Le choix de nos thèmes s'est fait en fonction des urgences : on meurt
plus du sida en prison qu'à l'extérieur et on meurt plus du sida en Afrique
qu'en France. C'est une question de vie ou de mort. Act Up est une association
que l'on rejoint pour des colères personnelles mais qui n'ont de solution
qu'en lien avec d'autres causes. Et c'est grâce à notre identité homosexuelle
forte que nous pouvons soutenir d'autres combats, où nous voyons des points
communs évidents, avec les détenus ou les étrangers, par exemple. Nous
sommes une association à portée universelle mais notre universalisme n'est
pas abstrait comme celui de Jospin ou Chevènement qui, à chaque fois que
l'on porte les revendications des minorités, des femmes, des sans-papiers
ou des détenus, nous disent que cela pose problème avec le principe de
la République une et indivisible...
Vous
allez pour la première fois présenter des candidats Act Up aux prochaines
législatives. N'avez-vous pas peur de perdre de votre crédibilité en tant
que critique des politiques ?
On
en a assez des stratégies où les politiques se disent totalement d'accord
avec nous pendant les campagnes électorales et ne concrétisent rien de
nos revendications. Cela rejoint le débat entre l'universalisme et le
communautarisme : pour défendre notre point de vue aux législatives, nous
avons choisi le slogan "Devenez minoritaire !" Cela veut dire qu'il est
possible de légiférer en notre nom en tant que minorité, car les élus,
de droite comme de gauche, sont incapables de nous donner satisfaction
sur des revendications propres : égalité de droit pour les homosexuels,
droit de vote des étrangers, régularisation des sans-papiers, légalisation
des drogues, lutte contre le pouvoir de l'industrie pharmaceutique.
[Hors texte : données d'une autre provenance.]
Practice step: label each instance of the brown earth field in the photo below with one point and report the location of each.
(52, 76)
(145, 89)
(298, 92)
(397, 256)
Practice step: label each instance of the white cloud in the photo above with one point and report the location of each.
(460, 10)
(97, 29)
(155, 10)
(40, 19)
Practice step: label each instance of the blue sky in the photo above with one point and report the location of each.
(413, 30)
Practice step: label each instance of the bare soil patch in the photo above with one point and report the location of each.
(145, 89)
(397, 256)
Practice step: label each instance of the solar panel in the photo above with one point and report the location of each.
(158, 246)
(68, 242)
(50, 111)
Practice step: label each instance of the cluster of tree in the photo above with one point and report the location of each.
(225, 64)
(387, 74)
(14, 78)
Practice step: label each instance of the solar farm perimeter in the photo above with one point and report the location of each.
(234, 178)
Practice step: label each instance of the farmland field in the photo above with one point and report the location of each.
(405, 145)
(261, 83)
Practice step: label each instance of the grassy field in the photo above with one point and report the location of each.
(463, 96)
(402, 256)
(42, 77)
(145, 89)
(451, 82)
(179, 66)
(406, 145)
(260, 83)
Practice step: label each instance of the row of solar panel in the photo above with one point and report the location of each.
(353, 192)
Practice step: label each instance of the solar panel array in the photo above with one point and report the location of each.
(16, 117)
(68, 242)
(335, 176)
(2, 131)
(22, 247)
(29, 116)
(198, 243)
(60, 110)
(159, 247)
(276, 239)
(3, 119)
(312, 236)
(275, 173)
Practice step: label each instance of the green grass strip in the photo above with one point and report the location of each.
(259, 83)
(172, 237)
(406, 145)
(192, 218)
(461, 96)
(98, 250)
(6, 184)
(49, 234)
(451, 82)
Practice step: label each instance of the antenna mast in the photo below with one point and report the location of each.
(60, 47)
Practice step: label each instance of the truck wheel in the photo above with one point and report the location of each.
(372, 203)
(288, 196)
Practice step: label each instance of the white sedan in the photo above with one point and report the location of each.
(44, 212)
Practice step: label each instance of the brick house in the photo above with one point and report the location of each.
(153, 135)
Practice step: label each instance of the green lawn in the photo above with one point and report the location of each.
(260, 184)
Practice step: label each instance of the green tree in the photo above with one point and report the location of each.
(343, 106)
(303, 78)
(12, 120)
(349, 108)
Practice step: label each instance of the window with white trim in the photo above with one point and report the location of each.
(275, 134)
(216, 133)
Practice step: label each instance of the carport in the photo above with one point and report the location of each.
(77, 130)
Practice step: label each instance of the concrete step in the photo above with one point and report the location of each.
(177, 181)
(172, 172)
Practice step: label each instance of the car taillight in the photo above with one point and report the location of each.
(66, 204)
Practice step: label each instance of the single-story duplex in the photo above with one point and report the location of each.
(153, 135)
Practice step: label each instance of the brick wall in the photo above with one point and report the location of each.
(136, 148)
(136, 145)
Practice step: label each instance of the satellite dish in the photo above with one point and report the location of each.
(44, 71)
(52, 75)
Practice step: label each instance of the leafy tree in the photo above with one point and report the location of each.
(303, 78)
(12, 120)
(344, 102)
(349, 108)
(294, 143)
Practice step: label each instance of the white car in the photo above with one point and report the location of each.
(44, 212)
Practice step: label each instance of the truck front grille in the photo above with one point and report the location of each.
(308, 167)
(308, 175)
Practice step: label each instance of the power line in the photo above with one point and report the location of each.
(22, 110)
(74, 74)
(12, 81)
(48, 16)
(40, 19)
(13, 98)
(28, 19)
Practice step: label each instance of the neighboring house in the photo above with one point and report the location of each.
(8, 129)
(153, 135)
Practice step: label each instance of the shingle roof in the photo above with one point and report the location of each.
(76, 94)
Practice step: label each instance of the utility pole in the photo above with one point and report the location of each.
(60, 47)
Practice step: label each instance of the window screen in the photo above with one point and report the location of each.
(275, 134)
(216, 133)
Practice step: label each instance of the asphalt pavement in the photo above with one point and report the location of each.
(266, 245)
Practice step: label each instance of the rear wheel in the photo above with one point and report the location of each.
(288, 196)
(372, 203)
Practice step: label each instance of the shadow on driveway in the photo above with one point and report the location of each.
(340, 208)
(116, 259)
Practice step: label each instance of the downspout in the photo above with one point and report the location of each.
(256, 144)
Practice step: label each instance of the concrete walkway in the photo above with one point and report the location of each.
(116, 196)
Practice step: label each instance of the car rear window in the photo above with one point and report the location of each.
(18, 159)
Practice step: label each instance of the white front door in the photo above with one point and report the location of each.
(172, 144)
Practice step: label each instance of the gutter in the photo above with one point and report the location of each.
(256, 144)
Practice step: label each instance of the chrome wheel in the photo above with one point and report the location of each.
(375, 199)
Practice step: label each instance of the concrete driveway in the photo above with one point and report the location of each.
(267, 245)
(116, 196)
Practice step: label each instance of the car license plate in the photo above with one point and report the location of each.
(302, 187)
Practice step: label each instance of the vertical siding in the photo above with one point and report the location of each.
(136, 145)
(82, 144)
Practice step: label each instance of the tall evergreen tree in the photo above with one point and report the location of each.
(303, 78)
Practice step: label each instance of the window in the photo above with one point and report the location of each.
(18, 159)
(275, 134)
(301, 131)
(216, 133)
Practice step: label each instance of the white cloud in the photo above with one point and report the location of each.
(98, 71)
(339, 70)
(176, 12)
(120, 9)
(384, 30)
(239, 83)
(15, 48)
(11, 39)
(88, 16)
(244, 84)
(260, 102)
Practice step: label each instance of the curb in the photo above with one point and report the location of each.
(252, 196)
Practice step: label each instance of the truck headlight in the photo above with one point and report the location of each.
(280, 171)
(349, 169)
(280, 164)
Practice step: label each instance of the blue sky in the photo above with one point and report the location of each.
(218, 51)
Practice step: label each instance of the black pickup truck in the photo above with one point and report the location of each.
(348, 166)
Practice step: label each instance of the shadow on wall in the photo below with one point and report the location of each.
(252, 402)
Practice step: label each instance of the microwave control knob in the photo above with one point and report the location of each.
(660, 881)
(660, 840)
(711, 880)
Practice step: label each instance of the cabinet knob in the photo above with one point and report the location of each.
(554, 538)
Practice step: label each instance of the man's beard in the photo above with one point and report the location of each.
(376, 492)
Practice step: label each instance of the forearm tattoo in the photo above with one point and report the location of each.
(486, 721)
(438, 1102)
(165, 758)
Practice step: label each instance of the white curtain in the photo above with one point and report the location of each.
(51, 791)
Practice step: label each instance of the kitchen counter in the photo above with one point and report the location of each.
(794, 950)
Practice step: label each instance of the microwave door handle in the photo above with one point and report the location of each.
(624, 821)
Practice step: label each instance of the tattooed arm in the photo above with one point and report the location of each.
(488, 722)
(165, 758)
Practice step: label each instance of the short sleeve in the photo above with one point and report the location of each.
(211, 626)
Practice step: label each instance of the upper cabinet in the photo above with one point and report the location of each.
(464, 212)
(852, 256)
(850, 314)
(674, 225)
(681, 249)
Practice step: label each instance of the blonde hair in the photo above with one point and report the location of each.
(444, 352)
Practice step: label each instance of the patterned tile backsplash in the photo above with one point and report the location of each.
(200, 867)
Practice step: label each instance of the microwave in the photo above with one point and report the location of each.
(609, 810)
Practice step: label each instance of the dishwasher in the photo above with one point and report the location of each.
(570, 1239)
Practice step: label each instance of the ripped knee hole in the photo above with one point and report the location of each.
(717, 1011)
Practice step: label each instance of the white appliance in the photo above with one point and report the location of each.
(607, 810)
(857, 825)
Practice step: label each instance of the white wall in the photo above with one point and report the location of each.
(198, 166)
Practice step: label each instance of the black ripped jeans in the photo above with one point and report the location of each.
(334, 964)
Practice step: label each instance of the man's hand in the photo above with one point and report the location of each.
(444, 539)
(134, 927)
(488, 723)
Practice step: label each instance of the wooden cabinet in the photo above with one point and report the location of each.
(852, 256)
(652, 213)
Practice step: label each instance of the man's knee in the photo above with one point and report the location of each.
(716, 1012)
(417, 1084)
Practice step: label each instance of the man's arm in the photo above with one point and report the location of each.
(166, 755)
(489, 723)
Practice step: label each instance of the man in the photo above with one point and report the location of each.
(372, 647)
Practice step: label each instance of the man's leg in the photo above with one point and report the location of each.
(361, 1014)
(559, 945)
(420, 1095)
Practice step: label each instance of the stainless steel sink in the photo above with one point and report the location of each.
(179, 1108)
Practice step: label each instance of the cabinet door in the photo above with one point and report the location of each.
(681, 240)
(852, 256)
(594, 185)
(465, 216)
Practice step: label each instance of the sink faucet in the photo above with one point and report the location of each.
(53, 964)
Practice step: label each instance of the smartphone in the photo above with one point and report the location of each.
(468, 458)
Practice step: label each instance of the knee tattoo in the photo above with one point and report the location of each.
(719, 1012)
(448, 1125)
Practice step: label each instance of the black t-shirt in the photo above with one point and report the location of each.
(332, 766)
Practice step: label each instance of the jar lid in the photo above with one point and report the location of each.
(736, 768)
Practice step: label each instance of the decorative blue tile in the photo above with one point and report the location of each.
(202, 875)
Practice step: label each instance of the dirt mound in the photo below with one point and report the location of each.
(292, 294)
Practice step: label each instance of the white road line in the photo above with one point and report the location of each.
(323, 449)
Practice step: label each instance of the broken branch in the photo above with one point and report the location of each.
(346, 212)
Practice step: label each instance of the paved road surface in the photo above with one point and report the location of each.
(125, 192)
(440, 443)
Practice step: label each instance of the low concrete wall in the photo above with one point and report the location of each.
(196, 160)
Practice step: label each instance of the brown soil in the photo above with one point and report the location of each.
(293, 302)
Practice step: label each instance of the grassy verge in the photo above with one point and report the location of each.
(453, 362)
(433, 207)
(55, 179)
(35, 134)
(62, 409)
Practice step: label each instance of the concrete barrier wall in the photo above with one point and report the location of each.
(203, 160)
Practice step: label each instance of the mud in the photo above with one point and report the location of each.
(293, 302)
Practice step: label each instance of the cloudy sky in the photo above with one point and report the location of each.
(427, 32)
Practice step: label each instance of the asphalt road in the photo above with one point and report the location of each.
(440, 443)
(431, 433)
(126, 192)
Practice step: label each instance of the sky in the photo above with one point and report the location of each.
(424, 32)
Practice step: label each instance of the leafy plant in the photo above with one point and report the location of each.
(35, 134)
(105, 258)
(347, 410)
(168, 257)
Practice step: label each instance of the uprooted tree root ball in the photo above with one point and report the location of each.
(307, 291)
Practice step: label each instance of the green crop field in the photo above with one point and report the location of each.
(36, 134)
Il
faut reconnaître le point de vue des minorités et légiférer à partir d'un
situation concrète, pas à partir d'un universalisme abstrait. En allant
aux légslislatives, Act Up veut montrer que c'est possible, qu'on peut
légiférer par soi et pour soi. Et la politique, c'est comme un vieux rêve
à Act Up, que nous pourrons réaliser bientôt, même si l'aspect financier
d'une campagne est problématique.
A
titre personnel, qu'allez-vous voter ?
Je
n'en sais rien, sincèrement. Pour le premier tour, je suis tenté par Noël
Mamère mais sans plus de conviction. Pour le deuxième tour, c'est vraiment
dur. Je sais bien que Jospin sera toujours mieux que Chirac mais il m'a
tellement déçu, pour tout ce qu'il na pas fait pendant 5 ans. Plus que
tout, c'est le mépris, au sens physique, que j'ai ressenti en le rencontrant
il y a 15 jours à son atelier de campagne, avec d'autres associations
de lutte contre le sida. Il est hautain, n'écoute pas, se moque de nos
revendications et refuse des mesures de bon sens. Mes parents ont été
des déçus du mitterrandisme et je crois qu'à un moment, il faut savoir
prendre acte du fait que Jospin et les socialistes sont de droite. Quand
je vois que Jospin propose de mettre des mineurs de 13 ans en prison,
ça me dégoûte. Je sais bien que c'est très dommage et que l'abstention
fait le jeu de la droite mais ma rencontre d'il y a 15 jours m'a dégoûté.
Le PS n'a qu'à prendre ses responsabilités.